Places I’ve worked allow one day a week wfh where you may not as get much done in some cases. But you tend to make up for it in the other 4 days. 
 

Of course this is only applicable for jobs where you only need a laptop to work.

I work from home multiple times a week and get more done from home and actually work more hours - far less distractions and it's better for my welfare all round, there's no dead time in having to commute for instance. 

Incidentally, I remember many years ago as an economics student creating a scatter plot of GDP per hour (which is a measure of productivity) vs hours worked across a host developed and developing countries and found a negative correlation. So the more hours worked the less productive economies are on average, some noteworthy outliers in that relationship were the US (lots of hours and 'lots' of productivity). Interestingly Germany are far more productive than the UK (or were at the time of that analysis) and work a lot less hours. 
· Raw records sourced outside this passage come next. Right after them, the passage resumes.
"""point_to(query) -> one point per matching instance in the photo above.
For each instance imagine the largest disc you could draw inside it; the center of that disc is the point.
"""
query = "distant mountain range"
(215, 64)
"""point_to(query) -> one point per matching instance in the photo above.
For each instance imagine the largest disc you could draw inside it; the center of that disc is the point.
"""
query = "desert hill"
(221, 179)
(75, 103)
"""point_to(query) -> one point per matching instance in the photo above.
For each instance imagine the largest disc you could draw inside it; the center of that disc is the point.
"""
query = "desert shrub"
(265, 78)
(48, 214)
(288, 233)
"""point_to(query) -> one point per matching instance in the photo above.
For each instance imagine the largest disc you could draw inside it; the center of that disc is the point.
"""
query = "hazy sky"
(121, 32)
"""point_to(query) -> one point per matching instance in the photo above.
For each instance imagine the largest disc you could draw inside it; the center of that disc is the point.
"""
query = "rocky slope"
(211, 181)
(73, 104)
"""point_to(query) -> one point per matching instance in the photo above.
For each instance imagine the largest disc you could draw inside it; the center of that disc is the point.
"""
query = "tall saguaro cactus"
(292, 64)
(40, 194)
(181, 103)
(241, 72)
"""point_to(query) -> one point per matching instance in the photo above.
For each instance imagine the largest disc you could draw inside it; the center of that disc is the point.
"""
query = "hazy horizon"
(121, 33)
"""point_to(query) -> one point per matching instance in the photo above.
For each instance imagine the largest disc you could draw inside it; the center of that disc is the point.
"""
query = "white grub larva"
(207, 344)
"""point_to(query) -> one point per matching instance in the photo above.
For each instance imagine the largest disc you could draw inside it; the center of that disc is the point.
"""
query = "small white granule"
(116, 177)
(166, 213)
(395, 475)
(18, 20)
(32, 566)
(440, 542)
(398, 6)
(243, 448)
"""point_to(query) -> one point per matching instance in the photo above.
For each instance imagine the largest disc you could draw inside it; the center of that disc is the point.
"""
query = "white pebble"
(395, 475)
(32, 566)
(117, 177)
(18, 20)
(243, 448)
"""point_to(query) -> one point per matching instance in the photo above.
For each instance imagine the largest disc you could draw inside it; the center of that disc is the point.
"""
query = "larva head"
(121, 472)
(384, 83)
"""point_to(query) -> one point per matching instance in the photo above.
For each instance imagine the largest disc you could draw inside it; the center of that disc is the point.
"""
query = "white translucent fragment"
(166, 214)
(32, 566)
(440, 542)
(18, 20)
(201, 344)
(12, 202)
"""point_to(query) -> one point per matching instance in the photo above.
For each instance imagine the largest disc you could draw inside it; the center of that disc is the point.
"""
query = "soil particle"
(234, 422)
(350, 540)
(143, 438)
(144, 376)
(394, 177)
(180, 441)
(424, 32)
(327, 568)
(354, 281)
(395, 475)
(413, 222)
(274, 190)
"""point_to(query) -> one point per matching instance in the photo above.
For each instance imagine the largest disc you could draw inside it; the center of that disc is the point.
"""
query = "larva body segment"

We absolutely should be working smarter and not harder, a 4 day week could well be an answer (Keynes was a big fan of it) I'm just not 100% sure about it's suitability across all industries. Be that as it may we're entering times of record job insecurity and heavy automation. I'm currently involved in a project at a major bank which will see thousands of jobs go through automation over the next few years and many other banks are doing the same. Something has to be done and it will require a combination of a basic income guarantee, shorter working weeks and even more job sharing in order to ensure enough people actually have jobs and 'prospects' over the years to come.